Superannuation is probably the most popular method of saving for retirement among Australians. Also commonly called super, it has not only become a major source of retirement income, but has also become an avenue for investment and linked with life insurance policies.
In a nutshell, superannuation is like your savings account in a financial institution such as a bank, except that you cannot access it unless you meet some certain requirements.
Most basically, you can access your superannuation when you reach the preservation age which is between 55 and 60, at which time you can opt to receive it as a lump sum payment or as an income stream.
However, there are special cases wherein you can access your super earlier before the preservation age, such as extreme financial hardship, permanent disability, or under compassionate grounds which includes the need to pay for loan and mortgage repayments, and medical assistance.
Responsibilities of the Employer
Since superannuation is meant to be the source of income during a person’s retirement, it is important to boost it so that you can have the retirement you want.
But what if you are the employer? What are the things or responsibilities you have to do in regards to your employees’ super fund?
Suggest a choice of super fund to your employees.
A lot of employees are allowed to choose the super you pay your funds to. You have to identify which employees are eligible; and when they do, you have to provide a Standard choice form to those eligible employees. Then you can set up a default fund or carry out what your employees’ choice is.
Make a payment to your super fund.
After offering your employees a choice of their super fund, you must pay your contributions to a complying super fund or a Retirement Savings Fund or RSA. You can make sure if the super fund meets the requirements by checking the online Super Fund Look-up tool, or confirming from the fund’s trustee.
If your company has less than 20 employees, you might be eligible to use the free Small Business Superannuation Clearing House service provided by Medicare Australia.
Include Tax File Numbers
Including the Tax File Numbers of your new employees on their super fund after they have completed a Tax file number declaration is required. There are certain penalties incurred to you if there is failure of compliance.
Offer salary sacrifice
Aside from your contributions as an employer, you can also offer your employees to make salary sacrifice which can boost their superannuation funds.
Paying Your Employees’ Super Fund
As an employer, the minimum super contribution you have to make into your eligible employees’ super fund is 9% of their ordinary time earnings. You have to make payments four times a year, 28 days after the end of each quarter.
Employees who are eligible to have a super fund are those who are between 18 and 69, in which you have to make before taxes contributions of $450 or more in one month. You should also note that if your employee is under 18, they should be working at least 30 hours a week in order to be eligible.
If you want to claim tax deductions for your super contributions, paying on time will make you eligible for such deductions.
Providing Life Insurance for Your Employees
Retaining the people who prove to be an asset to your company can be difficult if they know that there are no extra benefits for them, or if they are unmotivated.

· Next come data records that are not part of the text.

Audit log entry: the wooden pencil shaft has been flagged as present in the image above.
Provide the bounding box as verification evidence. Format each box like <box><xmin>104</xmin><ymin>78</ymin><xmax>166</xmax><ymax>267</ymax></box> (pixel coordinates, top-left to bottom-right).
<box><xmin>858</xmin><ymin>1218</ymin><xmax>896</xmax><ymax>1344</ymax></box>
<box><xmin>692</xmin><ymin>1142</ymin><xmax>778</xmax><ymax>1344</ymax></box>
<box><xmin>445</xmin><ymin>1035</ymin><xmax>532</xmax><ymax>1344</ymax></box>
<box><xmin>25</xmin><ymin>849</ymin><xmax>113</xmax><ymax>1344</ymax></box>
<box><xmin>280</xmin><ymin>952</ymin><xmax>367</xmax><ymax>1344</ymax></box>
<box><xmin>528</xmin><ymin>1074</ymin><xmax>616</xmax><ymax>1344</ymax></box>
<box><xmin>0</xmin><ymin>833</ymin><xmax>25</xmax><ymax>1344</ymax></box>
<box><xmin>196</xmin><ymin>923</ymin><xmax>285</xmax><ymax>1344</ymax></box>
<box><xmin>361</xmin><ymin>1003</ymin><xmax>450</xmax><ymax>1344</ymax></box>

However, one strategy to keeping key people in your company is by providing life insurance for your members. With life insurance, it will boost their morale knowing that whatever happens to them, the company has prepared something for such cases.
Life insurance can be purchased with your group super fund, or as a standalone benefit. Life insurance as group insurance is categorised and available into three types:
- Group Life (Death Cover Only)
This life insurance product pays you a lump sum if your employee dies or is diagnosed with a terminal illness.
- Group Salary Continuance Cover
If you opt for this cover, you receive a monthly benefit of up to a maximum benefit of 75% in the event your employee is unable to work because of an illness or accident.
- Group Total and Permanent disability (TPD)
This type of life insurance pays you a lump sum benefit if an employee is diagnosed with a total and permanent disability.
These life insurance policies are ideal for companies which have around 75 employees and have corporate or industry super funds. Moreover, if you contribute to a default super fund for your employees, you are required to meet a certain amount of death cover in which you have to pay a minimum premium of $0.50 every week to members who are under 56. Another option to meet the death cover requirement is by providing a minimum age-based cover as shown on the table below:
|
Age of Member |
Minimum level of death cover required |
|
0-19 |
None |
|
20-34 |
$50,000 |
|
35-39 |
$35,000 |
|
40-44 |
$20,000 |
|
45-49 |
$14,000 |
|
50-55 |
$7,000 |
|
56 over |
None |
Taking care of your employees by paying your employer contributions to your employees’ super and providing them with the right life insurance cover can be more of a benefit than loss to you. The premiums and contributions you are paying now can have a big effect on the future of your company.